Combining TruCulture® and OptiMAP to Profile Human Immunity

Shen-An Hwang, Dominic Eisinger, and Samuel LaBrie


TruCulture® is a whole blood collection and culture system designed for use at clinical sites. TruCulture outperforms traditional peripheral blood mononuclear cell (PBMC) culturing methods, with improved reproducibility and higher levels of stimulation (Duffy et. al. Clinical Immunology 2017). The TruCulture proprietary culture medium ensures minimal non-specific immune activation, delivering a steady baseline and decreased variation across study populations. OptiMAP is a multiplex immunoassay panel that measures 13 cytokines of the major immune response pathways (TH1, TH2, TH17, and monocyte/macrophage). Using TruCulture and OptiMAP, we analyzed healthy donor whole blood responses to common stimulants: T cell activators, TLR agonists, and superantigens.

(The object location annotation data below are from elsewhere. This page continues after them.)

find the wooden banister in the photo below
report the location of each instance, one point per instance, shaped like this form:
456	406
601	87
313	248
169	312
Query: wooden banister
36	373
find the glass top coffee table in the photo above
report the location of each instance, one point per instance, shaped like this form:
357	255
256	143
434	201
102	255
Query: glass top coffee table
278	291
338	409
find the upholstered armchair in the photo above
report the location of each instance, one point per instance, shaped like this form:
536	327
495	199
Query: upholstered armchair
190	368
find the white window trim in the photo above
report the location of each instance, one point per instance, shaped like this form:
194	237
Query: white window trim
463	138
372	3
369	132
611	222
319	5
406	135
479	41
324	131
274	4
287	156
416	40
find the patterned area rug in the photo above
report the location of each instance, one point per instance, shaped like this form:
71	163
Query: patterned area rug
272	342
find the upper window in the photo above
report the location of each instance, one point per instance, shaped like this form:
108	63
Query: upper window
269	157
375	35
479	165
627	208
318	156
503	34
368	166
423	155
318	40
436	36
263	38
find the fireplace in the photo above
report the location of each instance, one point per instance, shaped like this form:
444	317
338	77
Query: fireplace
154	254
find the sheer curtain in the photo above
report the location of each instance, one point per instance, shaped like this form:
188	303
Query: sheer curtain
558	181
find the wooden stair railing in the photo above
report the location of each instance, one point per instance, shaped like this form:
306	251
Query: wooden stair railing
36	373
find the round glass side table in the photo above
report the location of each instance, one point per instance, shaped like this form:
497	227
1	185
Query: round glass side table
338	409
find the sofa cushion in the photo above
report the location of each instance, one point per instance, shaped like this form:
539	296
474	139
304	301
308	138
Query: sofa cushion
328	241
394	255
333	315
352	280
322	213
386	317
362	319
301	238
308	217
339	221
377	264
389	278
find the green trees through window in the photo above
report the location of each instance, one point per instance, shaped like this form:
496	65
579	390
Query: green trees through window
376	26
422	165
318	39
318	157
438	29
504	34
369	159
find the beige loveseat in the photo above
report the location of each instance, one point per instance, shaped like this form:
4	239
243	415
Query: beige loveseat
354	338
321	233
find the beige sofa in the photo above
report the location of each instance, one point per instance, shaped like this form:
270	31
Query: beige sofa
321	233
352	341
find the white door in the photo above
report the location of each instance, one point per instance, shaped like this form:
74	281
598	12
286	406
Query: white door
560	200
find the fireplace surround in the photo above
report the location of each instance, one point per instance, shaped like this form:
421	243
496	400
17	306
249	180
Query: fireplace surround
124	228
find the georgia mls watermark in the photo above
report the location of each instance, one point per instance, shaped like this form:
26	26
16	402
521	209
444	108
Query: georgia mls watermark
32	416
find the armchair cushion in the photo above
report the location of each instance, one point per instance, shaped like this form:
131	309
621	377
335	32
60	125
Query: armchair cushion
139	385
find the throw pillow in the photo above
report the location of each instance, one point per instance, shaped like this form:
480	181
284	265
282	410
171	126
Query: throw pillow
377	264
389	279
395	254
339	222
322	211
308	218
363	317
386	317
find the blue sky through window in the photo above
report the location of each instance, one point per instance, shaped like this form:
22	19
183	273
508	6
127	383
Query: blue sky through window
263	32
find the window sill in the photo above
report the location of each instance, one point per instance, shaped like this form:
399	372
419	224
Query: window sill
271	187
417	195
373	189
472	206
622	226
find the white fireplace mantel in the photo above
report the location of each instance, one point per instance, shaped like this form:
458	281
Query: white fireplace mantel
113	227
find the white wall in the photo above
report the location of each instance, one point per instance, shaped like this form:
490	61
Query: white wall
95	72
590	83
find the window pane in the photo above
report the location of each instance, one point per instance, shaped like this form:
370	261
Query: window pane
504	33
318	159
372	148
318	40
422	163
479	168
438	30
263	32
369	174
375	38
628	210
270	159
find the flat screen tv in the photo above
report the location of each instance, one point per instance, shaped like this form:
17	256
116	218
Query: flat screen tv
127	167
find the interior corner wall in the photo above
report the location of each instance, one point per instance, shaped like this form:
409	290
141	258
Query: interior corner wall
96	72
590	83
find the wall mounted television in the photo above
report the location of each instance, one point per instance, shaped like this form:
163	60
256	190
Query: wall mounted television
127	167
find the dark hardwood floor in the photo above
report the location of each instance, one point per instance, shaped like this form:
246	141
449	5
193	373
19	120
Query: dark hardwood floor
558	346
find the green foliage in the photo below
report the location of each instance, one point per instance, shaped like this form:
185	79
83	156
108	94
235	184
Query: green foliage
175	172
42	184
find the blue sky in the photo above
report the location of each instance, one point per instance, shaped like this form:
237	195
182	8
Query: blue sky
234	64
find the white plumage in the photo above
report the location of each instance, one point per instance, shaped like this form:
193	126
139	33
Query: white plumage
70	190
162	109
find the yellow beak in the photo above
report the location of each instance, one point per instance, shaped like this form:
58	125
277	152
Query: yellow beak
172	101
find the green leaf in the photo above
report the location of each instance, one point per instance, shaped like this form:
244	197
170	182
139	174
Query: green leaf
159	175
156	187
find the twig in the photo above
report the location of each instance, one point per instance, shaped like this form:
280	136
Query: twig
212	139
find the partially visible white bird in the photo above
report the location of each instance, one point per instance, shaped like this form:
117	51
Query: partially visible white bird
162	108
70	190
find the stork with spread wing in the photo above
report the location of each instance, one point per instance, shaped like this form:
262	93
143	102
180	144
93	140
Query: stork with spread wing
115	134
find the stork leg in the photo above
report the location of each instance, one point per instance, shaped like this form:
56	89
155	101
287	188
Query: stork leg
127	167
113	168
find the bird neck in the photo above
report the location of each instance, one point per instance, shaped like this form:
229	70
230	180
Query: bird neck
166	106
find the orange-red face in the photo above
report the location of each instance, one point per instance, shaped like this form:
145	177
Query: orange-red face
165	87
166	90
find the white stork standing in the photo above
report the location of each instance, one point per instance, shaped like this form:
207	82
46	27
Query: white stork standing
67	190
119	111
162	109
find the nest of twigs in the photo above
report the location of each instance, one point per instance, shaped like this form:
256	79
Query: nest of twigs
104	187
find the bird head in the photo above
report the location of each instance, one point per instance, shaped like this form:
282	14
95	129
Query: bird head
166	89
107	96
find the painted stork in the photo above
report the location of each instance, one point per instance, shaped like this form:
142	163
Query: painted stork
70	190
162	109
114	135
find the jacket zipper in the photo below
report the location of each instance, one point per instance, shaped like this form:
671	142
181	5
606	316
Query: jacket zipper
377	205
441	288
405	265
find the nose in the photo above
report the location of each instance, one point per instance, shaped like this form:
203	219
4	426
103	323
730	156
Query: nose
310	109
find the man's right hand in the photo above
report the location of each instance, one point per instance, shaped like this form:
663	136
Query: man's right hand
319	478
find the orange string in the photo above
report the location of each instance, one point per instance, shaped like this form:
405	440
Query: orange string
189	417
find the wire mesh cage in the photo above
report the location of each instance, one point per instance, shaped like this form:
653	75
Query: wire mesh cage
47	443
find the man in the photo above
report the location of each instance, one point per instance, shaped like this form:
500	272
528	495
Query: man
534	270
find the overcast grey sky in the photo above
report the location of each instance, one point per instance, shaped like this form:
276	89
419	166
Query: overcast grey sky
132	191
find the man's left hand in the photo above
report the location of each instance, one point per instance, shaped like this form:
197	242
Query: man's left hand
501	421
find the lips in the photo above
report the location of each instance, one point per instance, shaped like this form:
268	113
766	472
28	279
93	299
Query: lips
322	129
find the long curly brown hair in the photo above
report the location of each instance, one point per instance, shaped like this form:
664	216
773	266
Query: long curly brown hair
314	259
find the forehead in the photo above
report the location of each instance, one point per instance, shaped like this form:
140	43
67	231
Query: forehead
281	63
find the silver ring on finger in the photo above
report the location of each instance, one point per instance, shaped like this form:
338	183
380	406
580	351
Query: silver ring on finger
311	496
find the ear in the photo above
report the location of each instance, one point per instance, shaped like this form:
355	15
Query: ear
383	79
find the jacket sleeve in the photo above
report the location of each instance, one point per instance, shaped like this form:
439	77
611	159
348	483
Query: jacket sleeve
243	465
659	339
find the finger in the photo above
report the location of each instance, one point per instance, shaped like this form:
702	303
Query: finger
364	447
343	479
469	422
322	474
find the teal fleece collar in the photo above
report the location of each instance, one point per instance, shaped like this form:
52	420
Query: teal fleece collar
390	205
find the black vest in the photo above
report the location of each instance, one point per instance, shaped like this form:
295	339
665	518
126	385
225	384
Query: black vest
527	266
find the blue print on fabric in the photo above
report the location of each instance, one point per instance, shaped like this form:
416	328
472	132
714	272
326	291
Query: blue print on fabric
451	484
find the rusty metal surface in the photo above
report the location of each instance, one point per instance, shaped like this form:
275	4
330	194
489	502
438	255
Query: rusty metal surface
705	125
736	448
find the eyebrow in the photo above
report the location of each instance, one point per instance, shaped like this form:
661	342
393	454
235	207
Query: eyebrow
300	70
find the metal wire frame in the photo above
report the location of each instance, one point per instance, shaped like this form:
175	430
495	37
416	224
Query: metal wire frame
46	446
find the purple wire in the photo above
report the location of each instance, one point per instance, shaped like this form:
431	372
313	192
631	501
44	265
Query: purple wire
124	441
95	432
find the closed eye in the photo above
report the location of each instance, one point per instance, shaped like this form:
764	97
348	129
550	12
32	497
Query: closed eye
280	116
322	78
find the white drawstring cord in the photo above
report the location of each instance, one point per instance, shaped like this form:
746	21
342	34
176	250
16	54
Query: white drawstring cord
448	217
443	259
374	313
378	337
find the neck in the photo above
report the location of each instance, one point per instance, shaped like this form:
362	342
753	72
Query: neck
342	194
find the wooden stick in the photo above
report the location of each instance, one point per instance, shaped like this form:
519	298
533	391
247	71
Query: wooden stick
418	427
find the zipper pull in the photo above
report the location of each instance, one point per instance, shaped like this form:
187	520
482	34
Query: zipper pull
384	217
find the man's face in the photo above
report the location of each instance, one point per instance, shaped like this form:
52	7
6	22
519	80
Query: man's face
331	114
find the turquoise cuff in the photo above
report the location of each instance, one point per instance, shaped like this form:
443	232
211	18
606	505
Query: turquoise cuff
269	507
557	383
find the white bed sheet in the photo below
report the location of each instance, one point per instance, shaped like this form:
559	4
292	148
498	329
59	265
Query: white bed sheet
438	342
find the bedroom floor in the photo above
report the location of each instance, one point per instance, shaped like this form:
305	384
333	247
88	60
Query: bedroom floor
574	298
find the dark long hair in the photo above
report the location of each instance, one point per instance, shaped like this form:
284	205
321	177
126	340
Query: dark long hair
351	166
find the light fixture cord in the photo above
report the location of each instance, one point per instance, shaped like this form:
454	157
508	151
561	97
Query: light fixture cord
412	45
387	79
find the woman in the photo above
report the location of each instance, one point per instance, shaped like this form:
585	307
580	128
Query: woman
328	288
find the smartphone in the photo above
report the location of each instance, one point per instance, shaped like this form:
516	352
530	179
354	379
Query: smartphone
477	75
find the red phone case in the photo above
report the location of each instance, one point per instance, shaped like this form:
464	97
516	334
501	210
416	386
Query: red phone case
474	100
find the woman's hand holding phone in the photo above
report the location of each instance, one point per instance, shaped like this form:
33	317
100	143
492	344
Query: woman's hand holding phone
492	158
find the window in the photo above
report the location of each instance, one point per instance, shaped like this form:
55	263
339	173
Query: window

The subjects ranged from 24 to 70 years old and consisted of 48% males and 52% females. The results indicated that healthy donors responded similarly to stimulation with anti-CD3/CD28 and staph enterotoxin type B (SEB) in production of T cell cytokines (IFN-γ, IL-2, and IL-17). The response to SEB is positively correlated to the monocyte population in whole blood. T cell responses to SEB and CytoStim (an antibody based alternative to SEB) are similar in production of IFN-γ and IL-17, but CytoStim had a reduced stimulation of IL-2. As expected, all healthy donors responded to a TLR-4 agonist (LPS) by producing high levels of TNF-α, IL-6, and IL-1β. LPS stimulated production of IFN-γ was similar to SEB, most likely due to bystander activation. The TLR-7 agonist (gardiquimod, GDQ) stimulated IL-10 levels at a level comparable to LPS. These data illustrate the utility of combining TruCulture and OptiMAP to investigate human immune stimulation pathways for clinical research.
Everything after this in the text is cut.